MapReduce Tutorial: MapReduce Architecture
The figure shown below illustrates the various parameters and modules that can be configured during a MapReduce operation:
JobConf is the framework used to provide various parameters of a MapReduce job to the Hadoop for execution. The Hadoop platforms executes the programs based on configuration set using JobConf. The parameters being Map Function, Reduce Function, combiner , Partitioning function, Input and Output format. Partitioner controls the shuffling of the tuples when being sent from Mapper node to Reducer nodes. The total number of partitions done in the tuples is equal to the number of reduce nodes. In simple terms based on the function output the tuples are transmitted through different reduce nodes.
Input Format describes the format of the input data for a MapReduce job. Input location specifies the location of the datafile. Map Function/ Mapper convert the data into key value pair. For example let’s consider daily temperature data of 100 cities for the past 10 years. In this the map function is written such a way that every temperature being mapped to the corresponding city. Reduce Function reduces the set of tuples which share a key to a single tuple with a change in the value. In this example if we have to find the highest temperature recorded in the city the reducer function is written in such a way that it return the tuple with highest value i.e: highest temperature in the city in that sample data.

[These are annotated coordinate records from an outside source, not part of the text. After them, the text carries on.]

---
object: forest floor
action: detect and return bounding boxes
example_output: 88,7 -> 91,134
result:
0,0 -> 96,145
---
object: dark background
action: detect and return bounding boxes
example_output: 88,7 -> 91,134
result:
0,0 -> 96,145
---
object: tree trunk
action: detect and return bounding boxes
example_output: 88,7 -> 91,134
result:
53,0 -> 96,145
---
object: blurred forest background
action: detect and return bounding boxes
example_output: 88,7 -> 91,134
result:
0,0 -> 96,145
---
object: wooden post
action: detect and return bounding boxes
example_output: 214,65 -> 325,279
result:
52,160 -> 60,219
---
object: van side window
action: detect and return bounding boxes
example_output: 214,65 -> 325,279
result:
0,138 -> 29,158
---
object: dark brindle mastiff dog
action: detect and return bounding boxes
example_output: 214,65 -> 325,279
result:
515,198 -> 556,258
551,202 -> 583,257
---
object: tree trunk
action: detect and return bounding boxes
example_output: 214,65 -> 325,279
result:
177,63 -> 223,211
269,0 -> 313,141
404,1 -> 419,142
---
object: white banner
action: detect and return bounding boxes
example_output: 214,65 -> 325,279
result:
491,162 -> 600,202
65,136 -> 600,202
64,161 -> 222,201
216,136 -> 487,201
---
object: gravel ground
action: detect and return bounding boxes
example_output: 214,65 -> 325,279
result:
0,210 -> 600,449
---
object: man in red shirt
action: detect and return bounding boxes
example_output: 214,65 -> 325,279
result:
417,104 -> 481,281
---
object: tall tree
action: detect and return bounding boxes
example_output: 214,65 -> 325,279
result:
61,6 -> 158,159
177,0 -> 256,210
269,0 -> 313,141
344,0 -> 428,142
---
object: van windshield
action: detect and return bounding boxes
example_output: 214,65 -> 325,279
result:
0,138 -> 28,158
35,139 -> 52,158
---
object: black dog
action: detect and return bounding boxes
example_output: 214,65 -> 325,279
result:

The number of Map and Reduce nodes can also be defined. You can set Partitioner function which partitions and transfer the tuples which by default is based on a hash function. In other words we can set the options such that a specific set of key value pairs are transferred to a specific reduce task. For example if your key value consists of the year it was recorded, then we can set the parameters such that all the keys of specific year are transferred to a same reduce task. The Hadoop framework consists of a single master and many slaves. Each master has JobTracker and each slave has TaskTracker. Master distributes the program and data to the slaves. Task tracker, as the name suggests keep track of the task directed to it and relays the information to the JobTracker. The JobTracker monitors all the status reports and re-initiates the failed tasks if any.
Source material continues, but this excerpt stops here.